アフリカ南部・ジンバブエで、新しい通貨「ジンバブエ・ゴールド」が発行された。
過去のハイパーインフレでは、100兆ジンバブエ・ドルが1円未満の価値となり、経済が混乱した。
新通貨発行後も、国内では混乱が続いている。
銀行に長蛇の列も…「だまされているみたい」
ゾウやサイが生息し自然豊かな国、アフリカ南部・ジンバブエで新しい通貨が発行された。
この記事の画像(11枚)ジンバブエの通貨といえば、「ハイパーインフレ」が過去には問題となっており、2008年に発行された紙幣を見ると、0が“14個”、100兆ジンバブエ・ドルも発行されていた。
この100兆ジンバブエ・ドルは、日本円で1円にも満たない価値しかないという。
ジンバブエは、2008年には250万%というインフレになっていた。
日本に置き換えると、例えば100円で買えていたパンを買うのに、250万円を用意しなければいけないことになる。

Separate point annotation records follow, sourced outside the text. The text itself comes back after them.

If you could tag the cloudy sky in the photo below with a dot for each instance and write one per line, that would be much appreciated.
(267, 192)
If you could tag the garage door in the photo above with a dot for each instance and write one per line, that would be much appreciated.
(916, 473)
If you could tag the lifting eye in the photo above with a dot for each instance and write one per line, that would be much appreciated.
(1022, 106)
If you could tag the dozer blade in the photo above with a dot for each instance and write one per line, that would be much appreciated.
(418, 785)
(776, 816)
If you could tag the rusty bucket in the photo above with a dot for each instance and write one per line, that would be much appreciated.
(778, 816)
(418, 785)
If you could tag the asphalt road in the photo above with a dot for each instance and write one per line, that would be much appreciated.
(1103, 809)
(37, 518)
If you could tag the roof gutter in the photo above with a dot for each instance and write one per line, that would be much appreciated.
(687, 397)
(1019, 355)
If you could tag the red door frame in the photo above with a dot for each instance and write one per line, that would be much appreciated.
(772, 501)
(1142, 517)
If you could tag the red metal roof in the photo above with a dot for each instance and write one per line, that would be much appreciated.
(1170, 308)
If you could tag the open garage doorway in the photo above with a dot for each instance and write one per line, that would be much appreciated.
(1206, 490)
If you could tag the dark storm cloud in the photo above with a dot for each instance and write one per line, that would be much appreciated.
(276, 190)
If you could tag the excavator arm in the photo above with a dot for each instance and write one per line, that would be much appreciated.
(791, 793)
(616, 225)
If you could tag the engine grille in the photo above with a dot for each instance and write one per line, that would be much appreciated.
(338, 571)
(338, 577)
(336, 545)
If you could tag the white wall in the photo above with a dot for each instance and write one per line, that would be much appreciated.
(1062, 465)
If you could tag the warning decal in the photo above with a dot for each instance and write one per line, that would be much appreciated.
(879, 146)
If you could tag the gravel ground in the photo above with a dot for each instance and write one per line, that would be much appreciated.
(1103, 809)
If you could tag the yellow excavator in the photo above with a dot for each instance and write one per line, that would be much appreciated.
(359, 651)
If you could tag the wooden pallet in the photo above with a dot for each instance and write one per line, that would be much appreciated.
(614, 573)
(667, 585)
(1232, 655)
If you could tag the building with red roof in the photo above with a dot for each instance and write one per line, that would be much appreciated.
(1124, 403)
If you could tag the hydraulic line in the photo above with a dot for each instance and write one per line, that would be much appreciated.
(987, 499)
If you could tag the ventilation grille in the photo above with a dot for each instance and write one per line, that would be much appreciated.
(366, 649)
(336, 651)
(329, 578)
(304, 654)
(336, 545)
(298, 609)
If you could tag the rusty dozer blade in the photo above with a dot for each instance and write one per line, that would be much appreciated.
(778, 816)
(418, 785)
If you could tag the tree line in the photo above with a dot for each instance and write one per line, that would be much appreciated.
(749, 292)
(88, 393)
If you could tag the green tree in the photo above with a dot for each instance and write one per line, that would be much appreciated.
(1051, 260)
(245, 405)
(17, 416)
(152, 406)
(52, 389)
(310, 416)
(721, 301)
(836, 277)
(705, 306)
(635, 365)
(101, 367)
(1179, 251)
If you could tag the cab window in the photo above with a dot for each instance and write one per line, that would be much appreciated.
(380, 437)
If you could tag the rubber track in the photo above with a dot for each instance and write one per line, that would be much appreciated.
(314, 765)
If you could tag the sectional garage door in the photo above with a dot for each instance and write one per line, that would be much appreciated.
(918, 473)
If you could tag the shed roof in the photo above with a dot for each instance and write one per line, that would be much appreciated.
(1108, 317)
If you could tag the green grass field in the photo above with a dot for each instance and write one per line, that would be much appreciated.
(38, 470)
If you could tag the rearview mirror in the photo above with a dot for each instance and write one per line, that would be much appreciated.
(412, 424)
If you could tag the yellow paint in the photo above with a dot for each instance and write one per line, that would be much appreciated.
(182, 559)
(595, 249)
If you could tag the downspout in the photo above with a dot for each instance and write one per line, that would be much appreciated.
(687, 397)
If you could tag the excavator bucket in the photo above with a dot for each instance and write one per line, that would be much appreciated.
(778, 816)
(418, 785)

そのため、買い物に行くのは、札束を抱える状態になっており、この時は、アメリカドルの使用へシフトする人も見られた。
そうした中で発行された新通貨だが、早速混乱が起きている。
4月30日に配布が始まった新通貨「ジンバブエ・ゴールド」。
当日には、新通貨を受け取るために、ジンバブエの銀行には長蛇の列ができていた。
もらった紙幣を不思議そうに眺める男性や、別の場所では、新しい紙幣を一目見ようと人々が集まって何やら話している様子が見られた。

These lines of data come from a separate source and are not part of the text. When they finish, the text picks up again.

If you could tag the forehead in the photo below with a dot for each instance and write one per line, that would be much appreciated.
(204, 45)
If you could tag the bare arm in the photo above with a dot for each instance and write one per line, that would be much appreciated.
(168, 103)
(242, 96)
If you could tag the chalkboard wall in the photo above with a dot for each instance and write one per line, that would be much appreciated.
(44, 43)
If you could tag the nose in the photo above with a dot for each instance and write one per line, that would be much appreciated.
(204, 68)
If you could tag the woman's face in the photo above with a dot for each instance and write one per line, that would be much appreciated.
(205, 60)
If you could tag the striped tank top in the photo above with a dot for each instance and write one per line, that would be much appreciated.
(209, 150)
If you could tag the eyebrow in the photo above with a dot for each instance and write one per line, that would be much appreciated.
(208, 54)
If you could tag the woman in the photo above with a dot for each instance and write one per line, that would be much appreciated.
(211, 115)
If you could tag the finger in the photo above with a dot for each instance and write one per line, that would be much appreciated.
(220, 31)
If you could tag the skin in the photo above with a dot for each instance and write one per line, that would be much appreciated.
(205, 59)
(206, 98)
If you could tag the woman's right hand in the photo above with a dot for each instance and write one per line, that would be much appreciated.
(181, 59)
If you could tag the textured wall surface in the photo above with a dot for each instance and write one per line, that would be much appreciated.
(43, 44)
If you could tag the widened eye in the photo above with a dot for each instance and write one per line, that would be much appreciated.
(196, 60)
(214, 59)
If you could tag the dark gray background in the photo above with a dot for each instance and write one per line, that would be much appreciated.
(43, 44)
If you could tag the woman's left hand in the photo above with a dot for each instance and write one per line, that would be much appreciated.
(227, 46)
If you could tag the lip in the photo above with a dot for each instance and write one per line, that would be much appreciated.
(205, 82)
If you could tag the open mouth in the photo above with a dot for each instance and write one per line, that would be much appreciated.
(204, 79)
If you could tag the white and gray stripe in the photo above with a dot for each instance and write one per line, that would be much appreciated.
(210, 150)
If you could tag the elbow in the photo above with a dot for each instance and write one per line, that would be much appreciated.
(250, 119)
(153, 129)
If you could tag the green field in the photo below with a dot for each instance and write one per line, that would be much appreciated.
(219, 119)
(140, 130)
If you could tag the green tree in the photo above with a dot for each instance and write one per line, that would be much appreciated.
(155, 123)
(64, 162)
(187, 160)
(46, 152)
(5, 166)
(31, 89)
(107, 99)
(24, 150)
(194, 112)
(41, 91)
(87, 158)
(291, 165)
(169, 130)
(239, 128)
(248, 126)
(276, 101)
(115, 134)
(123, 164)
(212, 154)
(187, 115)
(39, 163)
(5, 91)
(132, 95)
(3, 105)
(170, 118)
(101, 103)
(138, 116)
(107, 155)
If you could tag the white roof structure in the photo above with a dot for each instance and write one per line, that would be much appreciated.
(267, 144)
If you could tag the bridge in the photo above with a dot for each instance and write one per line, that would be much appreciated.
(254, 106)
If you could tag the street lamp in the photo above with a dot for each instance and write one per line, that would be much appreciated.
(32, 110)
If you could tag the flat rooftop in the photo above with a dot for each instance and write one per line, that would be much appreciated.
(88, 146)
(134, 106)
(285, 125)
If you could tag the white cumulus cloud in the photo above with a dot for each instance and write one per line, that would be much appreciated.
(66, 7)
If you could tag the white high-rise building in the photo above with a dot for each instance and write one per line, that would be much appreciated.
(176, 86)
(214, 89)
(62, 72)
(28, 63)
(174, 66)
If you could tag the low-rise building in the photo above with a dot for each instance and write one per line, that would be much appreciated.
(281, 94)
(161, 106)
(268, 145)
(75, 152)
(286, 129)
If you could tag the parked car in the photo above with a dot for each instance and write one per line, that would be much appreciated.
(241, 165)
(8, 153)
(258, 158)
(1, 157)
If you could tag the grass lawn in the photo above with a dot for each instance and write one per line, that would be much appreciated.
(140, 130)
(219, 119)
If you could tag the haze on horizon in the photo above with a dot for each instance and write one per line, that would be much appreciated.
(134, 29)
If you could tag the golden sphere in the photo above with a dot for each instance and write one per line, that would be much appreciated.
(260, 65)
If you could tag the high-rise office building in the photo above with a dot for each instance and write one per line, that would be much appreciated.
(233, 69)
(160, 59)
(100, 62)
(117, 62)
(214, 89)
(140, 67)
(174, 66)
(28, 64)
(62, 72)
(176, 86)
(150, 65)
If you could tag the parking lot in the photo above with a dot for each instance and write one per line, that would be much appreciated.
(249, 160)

銀行に来た人は、「新紙幣の価値が不明。だまされているみたい。銀行で聞いたら、わからないと言われた」と話している。
詳細は明らかになっていないが、バスで新通貨を使おうとした人々により、もめごとが起きているという声も聞かれた。
政府の信頼を確保できるかがカギ
「ジンバブエ・ゴールド」は、うまく行くのだろうか。
ジンバブエでは過去6回、新通貨を発行したが、浸透せず失敗しており、不安要素も多い。
また現在、アメリカドルも使用されているが、自国の通貨ではないため量が少なく、アメリカドルだけで経済活動は難しい状態だ。
実際にジュースを買って、アメリカドルで払っても、おつりがなくて、あめで代用するというケースもあった。
そのため、今回、アメリカドル並みの信頼を確保できるかがカギとなってくる。
日本でも“歴史的な円安・物価高”とはいわれているが、深刻さは桁違いだ。
ジンバブエというのは本来、金やダイヤモンドの埋蔵量が非常に豊富な豊かな国だが、政府の高官が密輸に関わってるとして、信頼がなくなっていった。
通貨の信頼は政府の信頼でもあるため、いくら新しい通貨を導入しても、政府自身の信頼が回復しないかぎりは、なかなか定着しないかもしれない。